- Directed by: M. K. Saimohan
- Written by: Liaquat Ali Khan
- Produced by: M. K. Saimohan
- Starring: Arjun; Shantipriya; Malashri;
- Cinematography: Babu
- Music by: Vidyasagar
- Production company: Anitha Pictures
- Release date: 23 November 1990;
- Running time: 137 minutes
- Country: India
- Language: Tamil

= Aatha Naan Pass Ayittaen =

Aatha Naan Pass Ayittaen is a 1990 Tamil language drama film produced and directed by M. K. Saimohan. The film stars Arjun, Shantipriya and Malashri.
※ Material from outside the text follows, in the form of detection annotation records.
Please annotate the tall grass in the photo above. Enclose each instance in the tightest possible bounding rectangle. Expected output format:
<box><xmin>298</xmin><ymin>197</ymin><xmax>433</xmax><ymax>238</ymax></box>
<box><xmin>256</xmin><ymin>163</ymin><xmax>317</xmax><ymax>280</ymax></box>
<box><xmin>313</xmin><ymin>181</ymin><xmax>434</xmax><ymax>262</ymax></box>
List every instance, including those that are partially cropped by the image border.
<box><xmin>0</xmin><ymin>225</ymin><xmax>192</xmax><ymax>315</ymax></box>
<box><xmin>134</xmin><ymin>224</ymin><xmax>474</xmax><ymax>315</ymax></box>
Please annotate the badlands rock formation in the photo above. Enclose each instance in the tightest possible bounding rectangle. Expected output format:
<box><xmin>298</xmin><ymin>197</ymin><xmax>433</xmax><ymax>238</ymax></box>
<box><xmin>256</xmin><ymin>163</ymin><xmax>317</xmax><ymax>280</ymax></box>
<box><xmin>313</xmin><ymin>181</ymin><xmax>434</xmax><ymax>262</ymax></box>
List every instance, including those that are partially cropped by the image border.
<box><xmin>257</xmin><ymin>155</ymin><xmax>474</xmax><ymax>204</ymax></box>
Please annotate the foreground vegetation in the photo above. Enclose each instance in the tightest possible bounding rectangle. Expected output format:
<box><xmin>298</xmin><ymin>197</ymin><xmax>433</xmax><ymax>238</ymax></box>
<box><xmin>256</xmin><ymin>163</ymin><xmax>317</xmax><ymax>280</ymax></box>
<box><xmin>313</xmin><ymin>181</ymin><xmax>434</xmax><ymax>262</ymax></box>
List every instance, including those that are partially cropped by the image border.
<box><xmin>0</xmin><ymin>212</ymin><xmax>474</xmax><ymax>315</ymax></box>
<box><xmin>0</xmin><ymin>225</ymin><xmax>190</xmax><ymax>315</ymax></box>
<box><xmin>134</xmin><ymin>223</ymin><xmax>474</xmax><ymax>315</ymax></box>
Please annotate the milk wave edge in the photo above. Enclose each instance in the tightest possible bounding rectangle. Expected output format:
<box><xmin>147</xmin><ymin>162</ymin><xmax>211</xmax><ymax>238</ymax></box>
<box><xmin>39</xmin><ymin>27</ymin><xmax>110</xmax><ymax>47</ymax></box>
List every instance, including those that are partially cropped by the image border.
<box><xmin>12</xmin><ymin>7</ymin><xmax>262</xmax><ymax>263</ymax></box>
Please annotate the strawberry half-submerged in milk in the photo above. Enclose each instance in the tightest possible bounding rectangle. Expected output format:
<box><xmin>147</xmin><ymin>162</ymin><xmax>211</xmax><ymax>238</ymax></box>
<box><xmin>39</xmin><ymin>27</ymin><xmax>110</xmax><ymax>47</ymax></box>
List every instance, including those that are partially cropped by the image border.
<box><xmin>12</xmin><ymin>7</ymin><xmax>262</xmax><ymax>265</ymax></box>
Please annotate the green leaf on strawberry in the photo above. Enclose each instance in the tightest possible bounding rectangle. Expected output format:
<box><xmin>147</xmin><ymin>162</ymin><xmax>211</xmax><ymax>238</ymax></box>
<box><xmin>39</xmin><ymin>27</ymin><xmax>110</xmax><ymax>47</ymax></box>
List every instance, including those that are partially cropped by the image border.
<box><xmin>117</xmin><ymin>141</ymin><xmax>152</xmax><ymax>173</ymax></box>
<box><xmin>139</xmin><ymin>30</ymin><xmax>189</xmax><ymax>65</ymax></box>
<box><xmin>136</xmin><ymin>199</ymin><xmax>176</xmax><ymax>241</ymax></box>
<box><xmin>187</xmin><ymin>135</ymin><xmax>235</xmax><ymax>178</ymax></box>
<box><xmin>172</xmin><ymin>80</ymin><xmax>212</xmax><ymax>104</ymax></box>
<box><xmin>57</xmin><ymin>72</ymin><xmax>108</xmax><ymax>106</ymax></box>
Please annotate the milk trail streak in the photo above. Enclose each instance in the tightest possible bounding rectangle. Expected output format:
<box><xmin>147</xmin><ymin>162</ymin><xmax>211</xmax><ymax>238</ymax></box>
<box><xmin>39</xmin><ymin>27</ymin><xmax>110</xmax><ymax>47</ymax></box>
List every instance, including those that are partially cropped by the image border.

It was released on 23 November 1990.

==Soundtrack==
The soundtrack was composed by Vidyasagar, with lyrics by Vaali.

| Song | Singer(s) |
|---|---|
| "Kanaavil Partha" | S. P. Balasubrahmanyam, K. S. Chithra |
| "Nethu Varaikum" | Mano |
| "Onna Renda Ava" | Malaysia Vasudevan, S. P. Sailaja |
| "Ponga Vachi" | Malaysia Vasudevan, Swarnalatha |
| "Moonu Mozha" | S. P. Balasubrahmanyam, K. S. Chithra |

==Release==
Aatha Naan Pass Aayitten was released on 23 November 1990 alongside another Arjun starrer Thangaikku Oru Thalattu.